[Date Prev][Date Next][Thread Prev][Thread Next][Date Index][Thread Index]
Re: A simple guy with a simple problem
- From: "Martin v. Loewis" <martin@loewis.home.cs.tu-berlin.de>
- To: sean@digitome.com
- Date: Thu, 15 Mar 2001 21:59:51 +0100
> >I think I'm missing your point. The document you got afterwards is the
> >same as it was before. Is that not what you wanted?
>
> Therein lies the nub of the issue, the words "the same".
What ultimately matters is: Are they the same when processed with by
the applications at Bob's company? or, if Bob's company sends them to
somebody else: Do they still follow the application-level protocol
that was set between Bob's company and that somebody else?
Bob did not explain what the application was, or how the protocol was
defined (nor did he say exactly why it is desirable to replace STUFF
with stuff).

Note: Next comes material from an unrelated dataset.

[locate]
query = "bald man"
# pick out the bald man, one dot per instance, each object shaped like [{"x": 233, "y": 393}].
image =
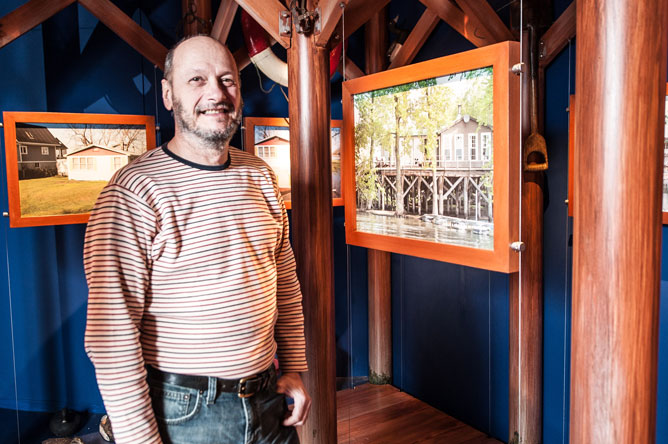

Most likely, what a SAX parser would do would not break
the application.
> Lexical approach: Leaves lots of the document "the same" but it
> is very difficult to get the processing right in the face of all
> the things that are hidden beneath the term "DTD valid XML".
> foo1.xml is an example of these gotchas.
Clearly, if you do processing, the result *won't* be the same,
lexically - or else you would not need the processing. This is the
place where Bob's description of the problem comes into play: "all
occurrences of STUFF" implies "in text and attributes", which means
that rewriting CDATA sections is probably ok. Again, without knowing
what the application is, you cannot say for sure - but if CDATA
sections matter, I'd argue that the application is broken.
> Parser based approach: A lot easier to get the processing
> right but fiendishly difficult to leave unprocessed parts of
> the document "the same" in the face of all the things
> hidden beneath the term "DTD valid XML".
> The output of a SAX or XSLT transform of foo1 is an example
> of the problem.
I lost track what foo1 is, here. Why is the output of the parser an
example? My point is that it *does* leave "unprocessed parts" the same
(even though they change lexically). The task was to globally replace
STUFF, so there are essentially no "unprocessed parts".
I'd suggest a more pragmatic route: If Bob is reasonable confident
that documents that will appear in the context of his applications are
not "broken" by the processing it does, then the processing is
fine. There may be cases where it can be proven that global
search-and-replace will do no harm (e.g. if the negotiated protocol
implies restrictions on the use of XML).
If you really need an environment where more reliable data
transformations are possible, you might need to look for alternatives
to XML :-)
Regards,
Martin